We extracted the total RNA from rice plants using the RNeasy plant kit from Qiagen (Qiagen, Inc., Hilden, Germany). We verified the concentration and quality of the RNA samples using a NanoDrop® ND-1000 Spectrophotometer (NanoDrop Technologies, Wilmington, DE, USA). All PCR primers were designed using the Primer3 software (https://sourceforge.net/projects/primer3/). The PCR amplification conditions were: initial denaturing for 5 min at 94 °C; followed by 35 cycles of denaturation (1 min at 95 °C), annealing (30 s at 60 °C), and extension (1 min 30 s at 72 °C); and a final extension for 7 min at 72 °C. The DNA of downregulated genes was also evaluated to verify whether primers were not working due to sequence mismatches. DNA extraction and experiments were performed using the same method as the RNA method.

Results and discussion

Genome resequencing for SNP detection

To identify anthocyanin-related genes, we collected 17 rice accessions, which included nine accessions that do not produce anthocyanins (non-anthocyanin accessions) and eight accessions that produce high levels of anthocyanins (high-anthocyanin accessions). We mapped the preprocessed reads of these 17 accessions to the rice IRGSP-1.0 reference genome (http://rapdb.dna.affrc.go.jp/). The total read count was 2.74 billion reads (254.9 Gbp of nucleotides). On average, we generated 160.9 million reads per accession. The guanine–cytosine (GC) content ranged from 37.9 to 44.6%. The mapping percentage per accession was 97.5%. Therefore, we assumed that the resequencing data were sufficient for subsequent analysis. To investigate genome variation, we first identified a total of 1176,226 unique SNPs using the resequencing reads of the 17 accessions. Then, we screened 653,065 bi-allelic SNPs, in which exactly two alleles were observed. Finally, we identified a total of 172,922 SNPs after applying the HWE test. The number of variants within each chromosome ranged from 5783 to 34,371. Chromosome 2 contained the most variants and chromosome 12 contained the fewest variants. Most of the SNPs were located in intergenic (34.9%), upstream (25.1%), or downstream (22.9%) regions rather than in exons or introns. To predict the impact of amino acid changes on the 172,922 SNPs, we performed an impact analysis using the SnpEff software (http://snpeff.sourceforge.net/). We identified 590 high-impact SNPs (0.1%) leading to exon deletion, frame shift, or loss of a stop codon; 4374 low-impact SNPs (1.1%) leading to synonymous changes in coding regions; and 6335 moderate-impact SNPs leading to non-synonymous changes in coding regions or insertions or deletions of codons. To gain insight into the molecular evolution of the selected SNPs, we investigated the transitions (557,573 total) and transversions (232,492 total), and found a transition/transversion ratio of 2.398. This ratio is similar to a previous study, which reported that the transition/transversion ratio is typically around 2 (Strandberg and Salter 2004).

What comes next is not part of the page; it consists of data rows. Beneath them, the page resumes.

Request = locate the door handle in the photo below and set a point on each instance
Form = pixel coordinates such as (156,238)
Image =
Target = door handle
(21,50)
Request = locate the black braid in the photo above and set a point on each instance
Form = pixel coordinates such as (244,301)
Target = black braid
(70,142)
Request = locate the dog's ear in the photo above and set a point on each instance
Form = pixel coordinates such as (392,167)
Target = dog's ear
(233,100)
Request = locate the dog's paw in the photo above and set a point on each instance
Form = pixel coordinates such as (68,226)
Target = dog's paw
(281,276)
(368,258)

Inference of the population structure

We estimated the population structure using FRAPPE on the 172,922 SNPs. We analyzed ancestry by increasing the number of clusters, K, from 2 to 6. At K = 2, the non-anthocyanin accessions were not distinctly separated from the high-anthocyanin accessions. At K = 4, the A7 and A8 high-anthocyanin accessions (i.e., colored rice) separated from the other high-anthocyanin accessions (i.e., black rice; Fig. 2a). These results suggest that there is no difference in genetic structure between high-anthocyanin and non-anthocyanin accessions despite the presence of a few differences in genetic traits. PCA resulted in a similar conclusion: non-anthocyanin accessions tended to separate from the high-anthocyanin accessions, and the high-anthocyanin accessions showed a high degree of relatedness (Fig. 2b). PCA corrects for population stratification in genome-wide association studies (Price et al. 2006); therefore, we compared the relationship between the two methods. However, we did not obtain significant results for population-specific diversity related to major principal components due to our small sample size.

Fig. 2

Population structure of the 17 rice accessions on the rice reference genome. a A graph of the population structure based on 172,922 single-nucleotide polymorphisms (SNPs) using the FRAPPE program. Each accession is represented by a vertical column. The K value represents the cluster number. Clusters of the same color have a similar genetic structure. Red none-anthocyanin genetic structure, blue anthocyanin genetic structure, dark blue flavonoid genetic structure, other colors unknown genetic structure. b Results of the principal component analysis. N1–N9 (in red) represent the none-anthocyanin accessions; A1–A8 (in black) represent the high-anthocyanin accessions (black rice, A1–A6; colored rice, A7–A8)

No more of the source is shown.